We have recently observed conditions where some kubernetes workers (in the dse-k8s-eqiad cluster) were put into service without functional BGP sessions.
The result of this is that pods were scheduled but had no connectivity and this caused errors.
We have some checks in place from the switch side, such as those in team-wmcs/bgp.yaml, but nothing yet which monitors calico from the host side.
We could perhaps use the output from calicoctl node status and make this available via a prometheus::node_textfile resource.

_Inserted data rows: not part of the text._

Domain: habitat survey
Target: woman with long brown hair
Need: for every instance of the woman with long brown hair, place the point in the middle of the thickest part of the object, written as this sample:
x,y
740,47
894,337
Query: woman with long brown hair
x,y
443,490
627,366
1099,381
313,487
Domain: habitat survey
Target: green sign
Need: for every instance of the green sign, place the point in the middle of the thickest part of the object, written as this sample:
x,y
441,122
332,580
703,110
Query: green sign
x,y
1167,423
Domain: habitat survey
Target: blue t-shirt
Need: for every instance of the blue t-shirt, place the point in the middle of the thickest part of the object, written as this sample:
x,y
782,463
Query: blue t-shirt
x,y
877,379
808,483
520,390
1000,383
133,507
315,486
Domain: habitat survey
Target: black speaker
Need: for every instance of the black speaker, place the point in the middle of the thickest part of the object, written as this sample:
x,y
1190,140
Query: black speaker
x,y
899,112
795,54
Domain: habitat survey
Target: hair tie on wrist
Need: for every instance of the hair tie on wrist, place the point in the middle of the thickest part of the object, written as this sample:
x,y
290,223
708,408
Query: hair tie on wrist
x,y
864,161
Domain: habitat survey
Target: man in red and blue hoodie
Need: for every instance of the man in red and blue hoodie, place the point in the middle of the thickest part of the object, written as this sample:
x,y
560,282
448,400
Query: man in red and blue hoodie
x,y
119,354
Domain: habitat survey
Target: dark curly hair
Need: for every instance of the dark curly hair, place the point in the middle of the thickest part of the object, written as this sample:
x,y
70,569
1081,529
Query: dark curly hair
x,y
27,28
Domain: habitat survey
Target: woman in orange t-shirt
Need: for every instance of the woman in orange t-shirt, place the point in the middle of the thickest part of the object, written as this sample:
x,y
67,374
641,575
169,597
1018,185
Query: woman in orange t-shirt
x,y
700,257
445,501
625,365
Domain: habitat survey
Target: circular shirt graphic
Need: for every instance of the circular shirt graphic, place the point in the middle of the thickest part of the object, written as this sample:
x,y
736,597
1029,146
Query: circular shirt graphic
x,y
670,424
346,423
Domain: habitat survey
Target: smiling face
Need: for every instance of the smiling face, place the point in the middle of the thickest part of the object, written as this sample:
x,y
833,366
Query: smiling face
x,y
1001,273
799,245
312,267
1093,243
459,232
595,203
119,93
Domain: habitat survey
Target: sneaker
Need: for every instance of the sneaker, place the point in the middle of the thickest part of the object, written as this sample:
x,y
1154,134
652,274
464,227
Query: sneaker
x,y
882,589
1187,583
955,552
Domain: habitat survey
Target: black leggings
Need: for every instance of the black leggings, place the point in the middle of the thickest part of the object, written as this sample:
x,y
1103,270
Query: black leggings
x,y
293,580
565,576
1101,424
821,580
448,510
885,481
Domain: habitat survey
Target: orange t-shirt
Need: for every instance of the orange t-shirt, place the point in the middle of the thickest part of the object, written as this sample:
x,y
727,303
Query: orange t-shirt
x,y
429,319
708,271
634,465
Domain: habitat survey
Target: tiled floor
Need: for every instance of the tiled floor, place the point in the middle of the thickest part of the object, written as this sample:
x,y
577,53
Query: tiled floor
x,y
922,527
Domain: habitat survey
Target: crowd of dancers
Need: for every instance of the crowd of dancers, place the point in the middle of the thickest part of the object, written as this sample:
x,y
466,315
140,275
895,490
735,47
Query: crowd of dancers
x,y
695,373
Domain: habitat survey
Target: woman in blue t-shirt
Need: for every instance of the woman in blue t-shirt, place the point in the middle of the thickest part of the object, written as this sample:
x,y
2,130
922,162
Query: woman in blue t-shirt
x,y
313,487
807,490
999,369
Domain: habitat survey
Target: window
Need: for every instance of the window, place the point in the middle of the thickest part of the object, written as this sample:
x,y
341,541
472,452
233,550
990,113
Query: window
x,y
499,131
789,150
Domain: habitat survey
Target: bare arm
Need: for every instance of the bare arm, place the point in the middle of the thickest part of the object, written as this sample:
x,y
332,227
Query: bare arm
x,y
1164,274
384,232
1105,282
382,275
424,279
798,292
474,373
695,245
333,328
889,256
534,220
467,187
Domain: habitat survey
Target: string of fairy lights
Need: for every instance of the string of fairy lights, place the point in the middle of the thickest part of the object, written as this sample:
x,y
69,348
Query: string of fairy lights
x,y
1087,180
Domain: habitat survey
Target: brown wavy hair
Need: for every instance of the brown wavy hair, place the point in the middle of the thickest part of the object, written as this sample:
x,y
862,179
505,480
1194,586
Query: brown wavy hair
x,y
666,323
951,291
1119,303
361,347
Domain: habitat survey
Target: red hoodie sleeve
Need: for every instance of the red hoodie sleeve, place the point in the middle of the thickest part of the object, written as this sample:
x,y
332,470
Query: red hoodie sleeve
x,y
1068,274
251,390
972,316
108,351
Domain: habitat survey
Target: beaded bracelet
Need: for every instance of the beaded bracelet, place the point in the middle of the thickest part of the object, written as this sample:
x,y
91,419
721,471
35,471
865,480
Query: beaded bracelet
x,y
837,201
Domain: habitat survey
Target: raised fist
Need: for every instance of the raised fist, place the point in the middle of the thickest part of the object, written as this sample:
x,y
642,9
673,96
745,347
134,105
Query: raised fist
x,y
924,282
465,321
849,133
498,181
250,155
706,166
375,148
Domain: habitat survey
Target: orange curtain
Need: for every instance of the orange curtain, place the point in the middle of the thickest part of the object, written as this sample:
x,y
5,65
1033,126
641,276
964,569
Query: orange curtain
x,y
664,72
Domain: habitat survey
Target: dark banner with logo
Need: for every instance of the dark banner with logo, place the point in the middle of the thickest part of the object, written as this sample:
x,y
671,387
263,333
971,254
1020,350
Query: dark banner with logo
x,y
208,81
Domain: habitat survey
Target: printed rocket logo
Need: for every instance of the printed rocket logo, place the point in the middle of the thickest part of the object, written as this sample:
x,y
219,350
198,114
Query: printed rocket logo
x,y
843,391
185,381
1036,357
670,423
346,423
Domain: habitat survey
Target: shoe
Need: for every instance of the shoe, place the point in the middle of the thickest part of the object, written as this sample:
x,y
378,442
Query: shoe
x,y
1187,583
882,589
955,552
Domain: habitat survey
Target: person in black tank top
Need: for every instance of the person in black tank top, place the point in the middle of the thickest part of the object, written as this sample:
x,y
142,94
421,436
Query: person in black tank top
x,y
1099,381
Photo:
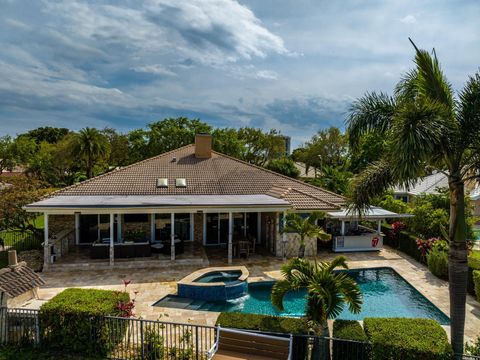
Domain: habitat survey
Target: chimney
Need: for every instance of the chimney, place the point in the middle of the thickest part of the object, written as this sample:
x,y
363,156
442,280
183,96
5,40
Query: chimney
x,y
203,146
12,257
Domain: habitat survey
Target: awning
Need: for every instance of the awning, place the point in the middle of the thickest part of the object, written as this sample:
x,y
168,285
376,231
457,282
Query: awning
x,y
155,202
372,213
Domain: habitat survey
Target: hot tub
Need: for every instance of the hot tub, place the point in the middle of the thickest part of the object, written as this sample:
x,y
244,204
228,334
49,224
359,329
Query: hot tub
x,y
214,284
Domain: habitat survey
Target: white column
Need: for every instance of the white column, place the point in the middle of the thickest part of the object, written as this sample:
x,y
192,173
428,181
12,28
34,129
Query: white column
x,y
112,233
172,236
284,236
77,228
244,224
152,227
46,245
230,237
119,228
192,224
259,227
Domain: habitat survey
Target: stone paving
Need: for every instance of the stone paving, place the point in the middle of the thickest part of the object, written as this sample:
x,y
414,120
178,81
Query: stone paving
x,y
153,284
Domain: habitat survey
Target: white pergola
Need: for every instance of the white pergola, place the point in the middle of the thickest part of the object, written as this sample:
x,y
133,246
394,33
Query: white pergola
x,y
154,204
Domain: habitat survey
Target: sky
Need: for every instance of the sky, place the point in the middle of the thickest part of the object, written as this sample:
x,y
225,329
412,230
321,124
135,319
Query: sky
x,y
295,66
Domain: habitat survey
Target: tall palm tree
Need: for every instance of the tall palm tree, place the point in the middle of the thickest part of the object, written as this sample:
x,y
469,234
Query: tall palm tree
x,y
327,291
92,147
426,127
305,227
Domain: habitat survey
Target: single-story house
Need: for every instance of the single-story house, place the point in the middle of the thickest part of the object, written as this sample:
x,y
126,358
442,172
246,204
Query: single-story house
x,y
191,195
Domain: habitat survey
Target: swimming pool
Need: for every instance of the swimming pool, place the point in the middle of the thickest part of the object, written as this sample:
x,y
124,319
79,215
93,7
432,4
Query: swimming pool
x,y
385,294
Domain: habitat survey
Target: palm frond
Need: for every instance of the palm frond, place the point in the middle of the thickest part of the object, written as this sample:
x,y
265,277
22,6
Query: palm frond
x,y
372,112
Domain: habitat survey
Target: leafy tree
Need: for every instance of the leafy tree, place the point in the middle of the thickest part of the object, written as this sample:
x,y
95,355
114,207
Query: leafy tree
x,y
305,227
7,154
23,191
284,166
260,147
51,135
172,133
228,142
91,147
328,292
425,125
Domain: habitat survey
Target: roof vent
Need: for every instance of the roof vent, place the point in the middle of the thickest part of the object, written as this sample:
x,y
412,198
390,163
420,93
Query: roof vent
x,y
162,182
181,182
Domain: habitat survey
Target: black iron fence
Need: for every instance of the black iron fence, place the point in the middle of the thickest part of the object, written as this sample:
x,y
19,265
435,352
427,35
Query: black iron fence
x,y
138,339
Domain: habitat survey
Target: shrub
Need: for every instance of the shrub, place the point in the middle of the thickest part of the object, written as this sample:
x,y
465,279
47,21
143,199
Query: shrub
x,y
407,339
437,261
349,330
72,320
476,282
263,323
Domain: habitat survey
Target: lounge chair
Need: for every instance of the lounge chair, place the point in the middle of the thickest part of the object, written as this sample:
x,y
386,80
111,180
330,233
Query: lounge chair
x,y
234,344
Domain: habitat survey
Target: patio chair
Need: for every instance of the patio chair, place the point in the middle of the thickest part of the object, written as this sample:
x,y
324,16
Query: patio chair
x,y
232,344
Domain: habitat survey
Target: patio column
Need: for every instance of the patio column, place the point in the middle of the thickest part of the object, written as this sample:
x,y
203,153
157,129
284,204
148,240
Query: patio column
x,y
284,236
112,233
152,228
172,237
77,228
230,236
46,245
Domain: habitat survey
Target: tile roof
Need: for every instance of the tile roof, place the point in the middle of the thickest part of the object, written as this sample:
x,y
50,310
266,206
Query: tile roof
x,y
18,279
218,175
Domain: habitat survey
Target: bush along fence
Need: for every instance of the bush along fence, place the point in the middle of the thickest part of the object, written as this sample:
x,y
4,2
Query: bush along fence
x,y
20,241
128,338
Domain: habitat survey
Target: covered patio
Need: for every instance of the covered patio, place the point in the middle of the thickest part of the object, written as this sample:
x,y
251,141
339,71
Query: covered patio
x,y
118,229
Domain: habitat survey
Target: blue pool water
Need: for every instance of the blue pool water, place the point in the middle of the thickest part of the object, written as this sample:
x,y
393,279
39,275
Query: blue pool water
x,y
385,294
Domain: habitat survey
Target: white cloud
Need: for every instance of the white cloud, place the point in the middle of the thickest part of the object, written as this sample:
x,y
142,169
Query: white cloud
x,y
409,19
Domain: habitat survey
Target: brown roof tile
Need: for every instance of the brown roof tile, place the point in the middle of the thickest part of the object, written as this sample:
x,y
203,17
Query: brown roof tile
x,y
16,280
218,175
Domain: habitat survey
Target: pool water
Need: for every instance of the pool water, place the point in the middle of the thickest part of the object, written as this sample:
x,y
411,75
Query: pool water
x,y
385,294
219,276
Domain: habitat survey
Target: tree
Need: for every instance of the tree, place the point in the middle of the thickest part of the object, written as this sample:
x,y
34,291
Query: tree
x,y
305,227
284,166
260,147
91,147
327,291
172,133
425,126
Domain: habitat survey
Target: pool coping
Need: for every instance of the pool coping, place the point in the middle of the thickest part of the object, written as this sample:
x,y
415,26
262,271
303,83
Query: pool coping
x,y
190,279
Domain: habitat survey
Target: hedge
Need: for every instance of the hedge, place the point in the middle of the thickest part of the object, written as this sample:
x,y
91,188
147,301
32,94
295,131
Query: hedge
x,y
349,330
407,339
72,320
476,281
271,324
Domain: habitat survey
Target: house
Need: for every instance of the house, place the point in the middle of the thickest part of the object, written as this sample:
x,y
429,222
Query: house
x,y
430,184
176,206
18,283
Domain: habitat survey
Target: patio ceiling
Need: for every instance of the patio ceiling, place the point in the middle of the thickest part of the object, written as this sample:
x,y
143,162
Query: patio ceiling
x,y
136,203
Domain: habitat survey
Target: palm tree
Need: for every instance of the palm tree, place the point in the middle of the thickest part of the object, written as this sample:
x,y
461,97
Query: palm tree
x,y
426,127
92,147
305,227
327,291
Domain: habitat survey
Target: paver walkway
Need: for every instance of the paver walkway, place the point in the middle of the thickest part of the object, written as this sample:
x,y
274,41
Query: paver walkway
x,y
153,284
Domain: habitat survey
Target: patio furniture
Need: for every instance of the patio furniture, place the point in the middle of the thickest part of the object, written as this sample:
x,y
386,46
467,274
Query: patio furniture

A working calico node shows output similar to this:
btullis@dse-k8s-worker1018:~$ sudo calicoctl node status Calico process is running. IPv4 BGP status +--------------+---------------+-------+----------+-------------+ | PEER ADDRESS | PEER TYPE | STATE | SINCE | INFO | +--------------+---------------+-------+----------+-------------+ | 10.64.181.1 | node specific | up | 12:26:02 | Established | +--------------+---------------+-------+----------+-------------+ IPv6 BGP status +-------------------+---------------+-------+----------+-------------+ | PEER ADDRESS | PEER TYPE | STATE | SINCE | INFO | +-------------------+---------------+-------+----------+-------------+ | 2620:0:861:13b::1 | node specific | up | 12:26:02 | Established | +-------------------+---------------+-------+----------+-------------+
When the switch port isn't fully configured, so the BGP sessions are not established, the output looks like this:
btullis@dse-k8s-worker1018:~$ sudo calicoctl node status Calico process is running. IPv4 BGP status +--------------+---------------+-------+----------+--------------------------------+ | PEER ADDRESS | PEER TYPE | STATE | SINCE | INFO | +--------------+---------------+-------+----------+--------------------------------+ | 10.64.181.1 | node specific | start | 11:56:58 | Active Socket: Connection | | | | | | refused | +--------------+---------------+-------+----------+--------------------------------+ IPv6 BGP status +-------------------+---------------+-------+----------+--------------------------------+ | PEER ADDRESS | PEER TYPE | STATE | SINCE | INFO | +-------------------+---------------+-------+----------+--------------------------------+ | 2620:0:861:13b::1 | node specific | start | 11:56:58 | Active Socket: Connection | | | | | | refused | +-------------------+---------------+-------+----------+--------------------------------+
This check could be useful for any kubernetes worker node.